Average Number of Days on the Market was 82 days over the last 12 months. It was only 80 days in 2009-10. In 2008-09, the Average Number of Days on the Market was 77 days. Thus over one year average was up 3% and the two year change was an increase of 7%.

The Number of Units Sold during last 12 months was 1,491, while in the 12 months ending January 31, 2010, 1,492 units sold. In 2008-09 1,889 sold. The one year change was down by only one unit and over two years the number of sales was down 21%.

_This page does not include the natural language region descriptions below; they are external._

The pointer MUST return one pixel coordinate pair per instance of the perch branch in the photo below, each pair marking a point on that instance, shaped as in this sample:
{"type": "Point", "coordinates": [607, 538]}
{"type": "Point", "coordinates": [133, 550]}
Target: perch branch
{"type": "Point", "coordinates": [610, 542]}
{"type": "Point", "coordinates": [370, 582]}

Annual Sales Volume for the last 12 months of 2010-11 was $452,649,643 compared to $480,088,004 in ’09-‘10 and $657,406,948 in 2008-09. The one year change was a negative 6% and the two year change was negative 31%

The first month of 2011’s data is in and 2011 sure looks a lot like 2010. Home prices in the Intown Atlanta market, on average, continue a double digit year over year decline. The Number of Days on the Market has drifted upward a bit and is still at a “reasonable” level. The number of transactions remained flat over the last two years and well below historic levels. Sales Volume declined slightly in the last 12 months and is only about 2/3’s of what it was a couple of years ago. We will have a better handle on the year’s outlook for the Intown residential market in a few months once the spring selling season arrives. One question is what effect will the upward trend in mortgage interest rates have on the market? Having purchased a home in 1983 when the fixed rate mortgages were around 18%, I tend to think any interest rate under 10% is a good deal! Another question is what effect the proposed phase-out of Fannie Mae and Freddie Mac may have on the marketplace and will the proposed stricter underwriting and equity requirements drive buyers into the market before they take effect. The changes may make it more difficult to buy a house and may mean that transaction levels may never return to their “historic” levels. We will know more about the scope of these changes and their effect in the coming months.